WASHINGTON - The United States said Tuesday the newly formed opposition National Coalition was "a legitimate representative" of the Syrian people, but stopped short of recognizing it as a government-in-exile.
"We now have a structure in place that can prepare for a political transition, but... we're looking for it to still establish the types of technical committees that will allow us to make sure our assistance gets to the right places," State Department deputy spokesman Mark Toner said.
"We do think this is a legitimate representative of the Syrian people, that it does reflect the Syrian people... that diverse group of Syrian people," he told journalists.
The diverse forces involved in the Syrian coalition agreed on Sunday to unify their fighting forces under a supreme military council and set up a national judicial commission for rebel-held areas in Syria.
The move which came after talks in Doha came after Washington pushed the Syrian National Council to broaden its membership, saying it was not representative of all the groups fighting to topple President Bashar al-Assad.
"We look forward, obviously, to supporting the national coalition as it charts a course for the end of Assad's bloody rule, and marks the start, we believe, of a peaceful, just and democratic future for the people of Syria," Toner said.
He insisted however that the group which emerged Sunday after four days of marathon talks in the Qatari capital resulted from a Syrian-led process.

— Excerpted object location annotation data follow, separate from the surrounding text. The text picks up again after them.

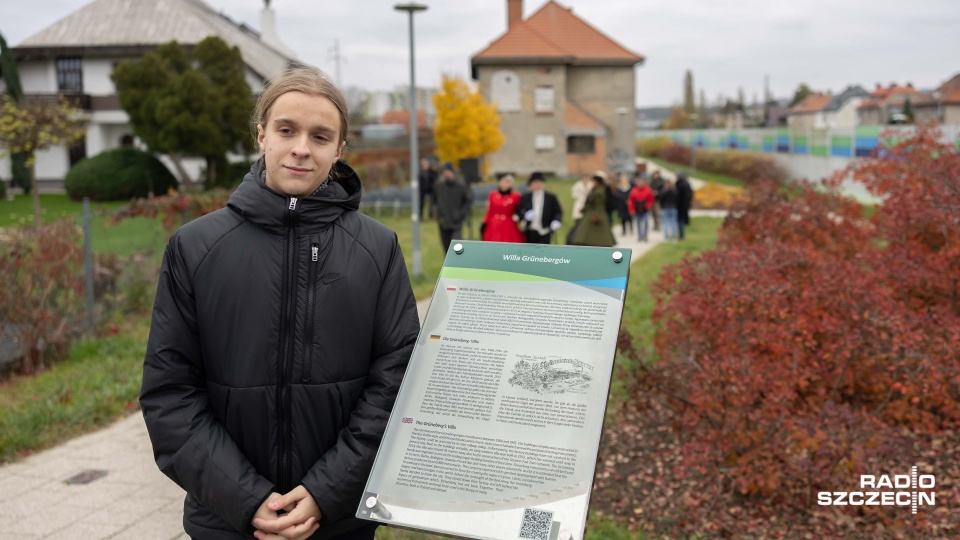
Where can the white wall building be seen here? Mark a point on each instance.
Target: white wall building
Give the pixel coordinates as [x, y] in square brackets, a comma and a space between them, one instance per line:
[76, 55]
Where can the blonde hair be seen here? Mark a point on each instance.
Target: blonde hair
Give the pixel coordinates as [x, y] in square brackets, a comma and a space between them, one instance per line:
[308, 80]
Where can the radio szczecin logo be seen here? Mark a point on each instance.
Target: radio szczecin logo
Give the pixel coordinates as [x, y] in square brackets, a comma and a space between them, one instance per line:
[904, 491]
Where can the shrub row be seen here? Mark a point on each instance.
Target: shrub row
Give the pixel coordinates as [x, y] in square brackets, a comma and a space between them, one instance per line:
[815, 345]
[745, 166]
[118, 175]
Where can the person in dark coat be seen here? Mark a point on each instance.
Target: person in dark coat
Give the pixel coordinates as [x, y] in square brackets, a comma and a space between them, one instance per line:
[280, 334]
[623, 206]
[425, 181]
[453, 205]
[669, 199]
[656, 184]
[684, 201]
[539, 210]
[594, 228]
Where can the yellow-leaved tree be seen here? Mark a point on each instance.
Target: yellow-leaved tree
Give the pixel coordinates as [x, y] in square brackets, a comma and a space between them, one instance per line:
[30, 125]
[467, 126]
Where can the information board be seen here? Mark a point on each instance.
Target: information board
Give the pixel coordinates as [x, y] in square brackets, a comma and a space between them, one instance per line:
[497, 424]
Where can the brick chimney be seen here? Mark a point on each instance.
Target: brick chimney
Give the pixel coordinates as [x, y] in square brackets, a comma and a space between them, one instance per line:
[514, 12]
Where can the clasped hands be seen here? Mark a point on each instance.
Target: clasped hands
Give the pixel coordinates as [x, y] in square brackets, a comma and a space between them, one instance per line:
[299, 520]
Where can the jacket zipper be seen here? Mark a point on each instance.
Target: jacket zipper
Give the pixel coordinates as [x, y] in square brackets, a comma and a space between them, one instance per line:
[311, 298]
[283, 395]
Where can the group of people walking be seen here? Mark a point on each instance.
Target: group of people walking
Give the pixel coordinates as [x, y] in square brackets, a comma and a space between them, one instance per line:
[535, 215]
[666, 201]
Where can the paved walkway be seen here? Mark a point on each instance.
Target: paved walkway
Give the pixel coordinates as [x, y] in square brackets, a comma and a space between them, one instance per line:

"We've obviously been instrumental in the creation of -- and the secretary, in fact, has been instrumental in this creation of this group, the Friends of the Syrian People," Toner said.

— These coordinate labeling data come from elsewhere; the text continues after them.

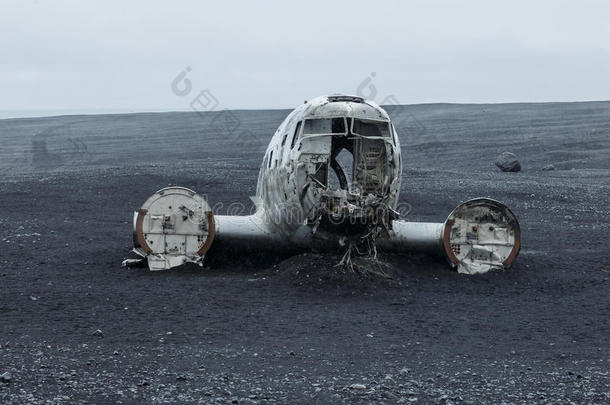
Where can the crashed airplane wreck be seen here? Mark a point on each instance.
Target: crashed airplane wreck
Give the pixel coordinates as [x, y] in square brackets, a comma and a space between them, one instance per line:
[330, 179]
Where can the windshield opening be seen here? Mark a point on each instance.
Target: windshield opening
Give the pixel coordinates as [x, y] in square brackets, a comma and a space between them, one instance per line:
[325, 126]
[371, 128]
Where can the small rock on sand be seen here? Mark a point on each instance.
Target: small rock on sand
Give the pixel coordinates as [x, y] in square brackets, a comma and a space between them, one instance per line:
[508, 162]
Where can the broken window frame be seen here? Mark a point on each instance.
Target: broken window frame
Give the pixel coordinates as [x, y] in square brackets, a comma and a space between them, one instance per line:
[304, 136]
[388, 123]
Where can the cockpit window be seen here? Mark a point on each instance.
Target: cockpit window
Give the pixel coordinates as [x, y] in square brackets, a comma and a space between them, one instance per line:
[371, 128]
[325, 126]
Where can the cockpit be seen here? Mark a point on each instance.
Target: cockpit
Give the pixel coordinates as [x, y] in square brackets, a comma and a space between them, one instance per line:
[346, 126]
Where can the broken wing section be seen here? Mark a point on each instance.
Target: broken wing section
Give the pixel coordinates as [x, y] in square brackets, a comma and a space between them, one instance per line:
[478, 236]
[174, 226]
[177, 226]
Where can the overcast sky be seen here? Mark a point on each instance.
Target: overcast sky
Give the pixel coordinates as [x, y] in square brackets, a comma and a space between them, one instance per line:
[79, 56]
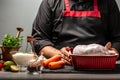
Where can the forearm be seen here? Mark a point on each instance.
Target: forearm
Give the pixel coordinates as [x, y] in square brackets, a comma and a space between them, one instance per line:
[49, 51]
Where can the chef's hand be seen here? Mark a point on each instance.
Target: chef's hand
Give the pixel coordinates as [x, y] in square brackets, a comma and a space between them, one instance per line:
[66, 51]
[111, 50]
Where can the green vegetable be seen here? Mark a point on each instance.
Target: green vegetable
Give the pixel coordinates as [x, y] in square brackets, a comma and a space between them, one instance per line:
[10, 40]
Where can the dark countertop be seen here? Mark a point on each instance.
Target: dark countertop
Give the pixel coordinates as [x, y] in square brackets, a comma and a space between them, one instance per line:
[67, 73]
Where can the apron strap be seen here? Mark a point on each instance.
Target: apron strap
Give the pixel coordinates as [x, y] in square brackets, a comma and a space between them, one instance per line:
[95, 5]
[67, 4]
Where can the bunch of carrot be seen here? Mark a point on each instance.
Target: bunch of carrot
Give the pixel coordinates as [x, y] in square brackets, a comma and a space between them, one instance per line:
[54, 62]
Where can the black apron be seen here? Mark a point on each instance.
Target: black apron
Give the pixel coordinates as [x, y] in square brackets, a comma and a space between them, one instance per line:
[80, 27]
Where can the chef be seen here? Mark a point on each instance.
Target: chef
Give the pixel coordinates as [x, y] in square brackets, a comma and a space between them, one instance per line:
[61, 24]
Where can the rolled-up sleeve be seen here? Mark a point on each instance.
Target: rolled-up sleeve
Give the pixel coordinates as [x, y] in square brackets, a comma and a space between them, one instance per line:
[42, 27]
[114, 24]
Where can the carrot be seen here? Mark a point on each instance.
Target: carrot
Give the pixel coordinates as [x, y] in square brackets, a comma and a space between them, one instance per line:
[56, 65]
[52, 59]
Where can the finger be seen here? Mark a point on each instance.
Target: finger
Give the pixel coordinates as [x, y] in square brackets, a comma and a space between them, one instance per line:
[108, 45]
[65, 52]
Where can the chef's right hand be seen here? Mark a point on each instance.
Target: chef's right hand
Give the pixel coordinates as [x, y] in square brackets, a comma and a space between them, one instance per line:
[65, 52]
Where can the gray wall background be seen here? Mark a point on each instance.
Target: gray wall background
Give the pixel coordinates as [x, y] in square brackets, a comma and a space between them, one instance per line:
[19, 13]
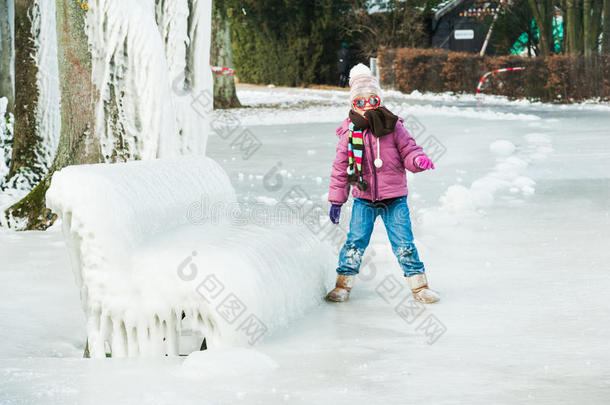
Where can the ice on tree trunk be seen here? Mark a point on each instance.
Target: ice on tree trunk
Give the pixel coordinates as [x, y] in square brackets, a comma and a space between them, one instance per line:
[153, 240]
[132, 87]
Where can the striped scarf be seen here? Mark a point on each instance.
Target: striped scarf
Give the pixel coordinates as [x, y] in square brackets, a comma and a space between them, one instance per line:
[355, 150]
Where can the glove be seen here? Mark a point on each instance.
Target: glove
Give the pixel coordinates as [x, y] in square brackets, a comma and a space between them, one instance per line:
[335, 213]
[424, 162]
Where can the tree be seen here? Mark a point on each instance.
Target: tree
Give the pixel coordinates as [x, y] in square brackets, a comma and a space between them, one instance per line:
[606, 28]
[221, 54]
[573, 26]
[7, 53]
[76, 143]
[27, 140]
[544, 13]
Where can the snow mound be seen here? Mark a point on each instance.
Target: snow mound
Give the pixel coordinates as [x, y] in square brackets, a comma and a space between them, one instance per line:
[156, 252]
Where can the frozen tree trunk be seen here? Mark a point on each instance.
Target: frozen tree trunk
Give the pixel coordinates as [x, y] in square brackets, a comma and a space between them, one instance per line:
[221, 55]
[574, 26]
[27, 140]
[76, 143]
[544, 11]
[7, 88]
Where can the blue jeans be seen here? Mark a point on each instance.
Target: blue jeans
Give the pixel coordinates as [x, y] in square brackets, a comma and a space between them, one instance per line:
[398, 225]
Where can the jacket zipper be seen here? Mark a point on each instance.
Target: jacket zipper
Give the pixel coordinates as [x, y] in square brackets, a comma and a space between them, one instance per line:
[373, 168]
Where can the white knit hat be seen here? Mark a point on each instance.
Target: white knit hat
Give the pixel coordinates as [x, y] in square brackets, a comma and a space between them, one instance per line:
[361, 81]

"They were obviously there in force in Qatar to help, however we could, what was essentially a Syrian-led process. And that's important; it's important to delineate that this was a Syrian-led process, that the Syrians took charge of this, that they were the ones who worked through the long hours over the weekend and created this national council."
France on Tuesday became the first country to recognize the newly formed opposition group as the sole representative of the Syrian people and said it was time to review whether the rebels should be given arms.
But Toner said the US policy of providing only non-lethal support and humanitarian aid to the Syrian rebels remained unchanged.
Britain has also said it wants to see more evidence that the grouping has strong support inside Syria before formally recognizing it as effectively a government-in-exile.
London is to host a meeting on emergency aid for the Syrian people on Friday, which will be attended by the US special coordinator for Middle East transitions, ambassador Bill Taylor, Toner said.
He said one of the goals of Doha was to see "the creation of a political body that was more representative of the Syrian people. We do believe that has been accomplished."
"We also want to see that it has a demonstrated ability to represent Syrians within Syria," Toner said, adding the group now had to show it can "funnel assistance to where it's needed most" and prove itself "effective."